Enfin, Trump a voulu envoyer un message de la Maison Blanche aux manifestants en révolte, en invitant Jon Ponder, un ancien détenu noir qui s’est converti en prison grâce à l’agent qui l’a arrêté pour un braquage de banque, à prendre la parole. Trump a certainement donné un message en faveur de la police américaine, en faisant comprendre que la majorité d’entre eux sont des gens honnêtes et de valeur, mais il a aussi parlé à toutes les minorités frustrées de la possibilité d’abandonner la colère et la violence et d’avoir une «seconde chance… La vie de Jon est un merveilleux témoignage du pouvoir de la rédemption… il a grandi sans père… il a fini dans la rue… il a été arrêté», mais l’agent qui l’a emmené en prison a voulu d’abord s’arrêter dans un bar pour lui payer un verre et un repas. Ce geste l’a profondément frappé, à tel point que Jon «a commencé à lire la Bible en prison» et qu’à sa sortie de prison, il a cherché l’officier qui lui a expliqué qu’il avait prié pour lui, l’aidant ainsi à recommencer sa vie. Aujourd’hui, Jon «consacre totalement sa vie au Christ», a souligné le président, citant comme modèle le programme de réinsertion sociale des prisonniers mené par Ponder.
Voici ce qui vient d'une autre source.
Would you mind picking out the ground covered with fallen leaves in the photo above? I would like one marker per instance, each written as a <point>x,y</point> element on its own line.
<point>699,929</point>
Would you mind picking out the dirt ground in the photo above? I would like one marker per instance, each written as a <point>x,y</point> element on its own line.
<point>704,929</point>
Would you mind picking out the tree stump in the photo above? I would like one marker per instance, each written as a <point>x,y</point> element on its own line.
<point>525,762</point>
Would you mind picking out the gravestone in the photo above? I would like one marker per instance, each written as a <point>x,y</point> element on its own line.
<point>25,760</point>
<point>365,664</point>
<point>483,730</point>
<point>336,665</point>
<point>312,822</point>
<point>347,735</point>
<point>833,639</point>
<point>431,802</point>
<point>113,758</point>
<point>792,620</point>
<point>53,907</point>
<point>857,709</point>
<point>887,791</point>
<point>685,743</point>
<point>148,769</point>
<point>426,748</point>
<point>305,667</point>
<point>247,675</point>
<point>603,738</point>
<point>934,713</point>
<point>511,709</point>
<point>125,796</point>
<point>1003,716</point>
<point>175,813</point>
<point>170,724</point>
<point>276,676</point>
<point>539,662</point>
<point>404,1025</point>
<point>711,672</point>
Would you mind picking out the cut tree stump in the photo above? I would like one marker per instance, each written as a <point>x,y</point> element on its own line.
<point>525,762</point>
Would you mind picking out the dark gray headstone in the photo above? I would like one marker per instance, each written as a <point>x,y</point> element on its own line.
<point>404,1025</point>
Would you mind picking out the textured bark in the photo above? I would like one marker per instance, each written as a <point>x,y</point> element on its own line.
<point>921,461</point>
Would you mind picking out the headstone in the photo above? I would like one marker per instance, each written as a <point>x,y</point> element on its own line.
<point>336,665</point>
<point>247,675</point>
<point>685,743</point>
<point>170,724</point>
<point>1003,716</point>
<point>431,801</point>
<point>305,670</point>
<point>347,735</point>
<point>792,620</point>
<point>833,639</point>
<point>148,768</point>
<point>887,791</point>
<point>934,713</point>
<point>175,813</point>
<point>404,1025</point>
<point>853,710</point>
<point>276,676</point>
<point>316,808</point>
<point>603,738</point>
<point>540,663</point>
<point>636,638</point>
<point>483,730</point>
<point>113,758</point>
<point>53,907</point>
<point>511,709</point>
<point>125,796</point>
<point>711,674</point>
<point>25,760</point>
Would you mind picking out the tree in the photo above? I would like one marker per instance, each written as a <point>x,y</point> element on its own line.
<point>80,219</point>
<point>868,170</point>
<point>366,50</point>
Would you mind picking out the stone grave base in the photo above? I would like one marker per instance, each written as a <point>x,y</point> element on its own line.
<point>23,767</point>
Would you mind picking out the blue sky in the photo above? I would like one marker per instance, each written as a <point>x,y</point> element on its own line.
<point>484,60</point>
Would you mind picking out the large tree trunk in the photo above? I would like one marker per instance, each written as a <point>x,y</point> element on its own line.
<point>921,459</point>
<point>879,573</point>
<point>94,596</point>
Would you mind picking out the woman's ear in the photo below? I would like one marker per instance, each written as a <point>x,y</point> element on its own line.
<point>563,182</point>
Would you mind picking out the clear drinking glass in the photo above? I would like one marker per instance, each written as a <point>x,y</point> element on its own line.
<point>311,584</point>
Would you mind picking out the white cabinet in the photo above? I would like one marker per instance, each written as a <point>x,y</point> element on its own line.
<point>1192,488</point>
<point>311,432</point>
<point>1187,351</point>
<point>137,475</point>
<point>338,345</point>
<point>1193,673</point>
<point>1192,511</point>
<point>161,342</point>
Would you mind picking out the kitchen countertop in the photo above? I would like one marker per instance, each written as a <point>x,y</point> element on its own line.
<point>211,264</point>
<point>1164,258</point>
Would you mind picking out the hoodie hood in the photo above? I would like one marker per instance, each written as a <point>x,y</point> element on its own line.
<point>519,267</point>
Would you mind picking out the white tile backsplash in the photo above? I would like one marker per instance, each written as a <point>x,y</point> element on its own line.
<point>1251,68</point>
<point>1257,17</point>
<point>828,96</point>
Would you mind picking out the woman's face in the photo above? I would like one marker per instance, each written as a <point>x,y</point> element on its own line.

Délibérément ou non, ni Biden ni les autres démocrates n’ont mentionné le programme radicalement progressiste de leur parti, qui vise à abolir l’amendement Hyde sur l’interdiction du financement fédéral de l’avortement à des programmes tels que Medicaid, qui soutient les lois visant à étendre l’avortement dans les États au neuvième mois de la grossesse et celles qui, au nom des droits des LGBT, tendent à restreindre la liberté de pensée et de religion. Mais des personnalités telles que le père James Martin, le jésuite qui sponsorise les visions arc-en-ciel au sein de l’Église catholique ou Sœur Simone Campbell, soumise à une enquête par le Vatican avec les religieuses pro-avortement et hérétiques, de la LCWR, parlent en leur nom.

On comprend pourquoi, dans les discours du candidat démocrate qui, tout en épousant l’avortement, a parlé de ponts, d’amour, de fraternité et de haine fomentée par le président républicain, il n’y a aucune trace d’éloge à la vérité, au caractère sacré de la vie et à la seigneurie de Dieu et du Christ, que Trump a au contraire le courage non seulement de nommer mais même de présenter comme le principal remède au conflit social qui se déroule aux États-Unis. (Benedetta Frigerio dans La Nuova Bussola Quotidiana, traduction de Benoit-et-moi)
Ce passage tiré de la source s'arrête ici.